Beberapa bulan lalu Turki meradang akibat sejumlah negara NATO merencanakan menarik baterai rudal Patriot dari sejumlah tempat pemasangannya di perbatasan Turki dan Suriah. Rencana tersebut sangat disesalkan Turki mengingat rudal legendaris itulah yang paling efektig menhentikan gangguan "setan rudal" milik Rusia disebut di atas.
Jerman, Spanyol dan Belgia telah menarik beberapa Patriot mereka disusul Perancis Januari 2016. Jika ini terjadi jelas-jelas Turki merasa ditinggalkan. Oleh karenanya tidak ada cara lagi selain membuat kejutan salah satunya mungkin dengan peristiwa penembakan pesawat Rusia tersebut Turki menodong NATO agar memperkuat kembali sistim perlindungan udaranya dengan rudal Patriot yang telah teruji kehandalannya dari masa ke masa di berbagai fron dalam dua dekade terakhir.
Inikah yang diharapkan Turki dengan mencari jalan agar permintaan mereka dikabulkan? Sayangnya taktik tersebut terlalu cepat dan mudah dibaca dunia terutama setelah media massa seluruh dunia memperlihatkan jalur Su-24 Rusia sesungguhnya belum menerobos batas wilayah peyangga yang disebut Turki. Selain itu penjelasan saksi hidup seorang co-pilot yang berhasil selamat disebut diatas semakin memojokkan Turki tentang kejujurannya dalam memberikan pernyataan tentang latar belakang peristiwa tersebut terjadi.

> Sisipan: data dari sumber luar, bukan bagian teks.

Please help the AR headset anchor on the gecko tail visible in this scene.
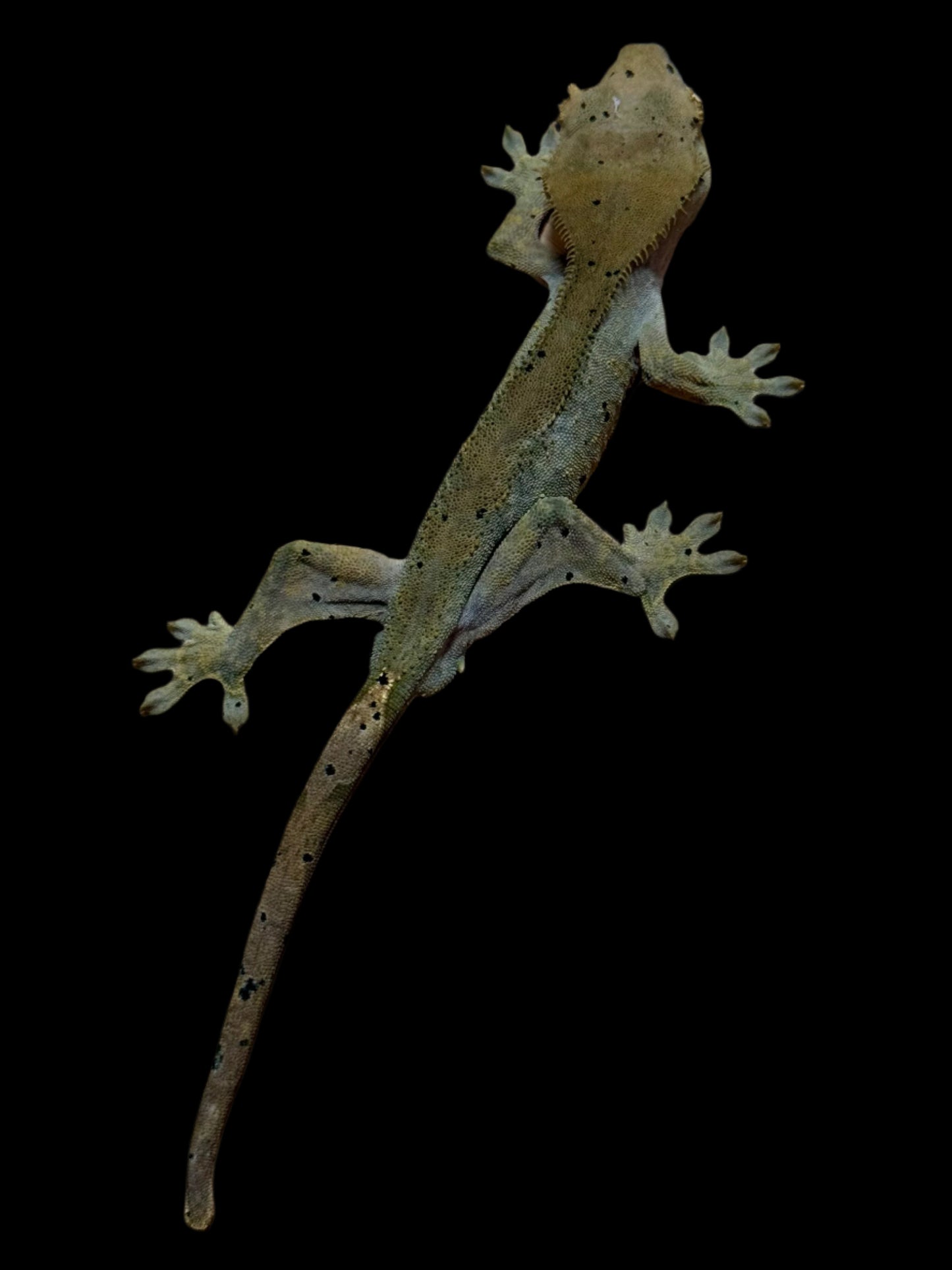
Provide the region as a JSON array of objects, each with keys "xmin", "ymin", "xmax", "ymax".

Kelihatannya skenario barat dan Israel mempertemukan Rusia dengan Turki menjadi kenyataan. Barat memilih tidak terlibat perang dengan Rusia untuk menghindari terjadinya PD-3. Begitu juga dengan Israel sengaja tidak mau terlibat di dalamnya kecuali dengan membuat trik dan intrik yang berpotensi membuat Turki dan Israel head to head berperang di Suriah.
Mengapa Turki dipilih menjadi pahlawan Nato dalam eskalasi Suriah, hanya Turki dan negara NATO saja yang tahu apa dibalik semua itu. Yang jelas Rusia bukan lawan enteng. Operasi penyelamatan salah satu saksi kunci yang masih hidup meski mengorbankan nyawa salah satu marinirnya dalam helikopter penyelamatan super kilat membuktikan kecepatan dan akurasi intelijennya berjalan efektif.
Intelijen Rusia kembali memainkan peran briliannya, setelah co-pilot diselamatkan lalu diendapkan beberapa lama (dirahasiakan) menanti reaksi Turki memberikan pernyataan demi pernyataannya. Setelah itu barulah saksi kunci tersebut berbicara sehingga mematahkan alibi Turki tentang apa sesungguhnya di balik peristiwa tersebut.
Meski Turki kini terpojokkan namun NATO tetap akan membela Turki, tak lain dan tak bukan adalah membuat Turki head to head berperang dengan Rusia mewakili NATO untuk menghindari pecahnya PD-3.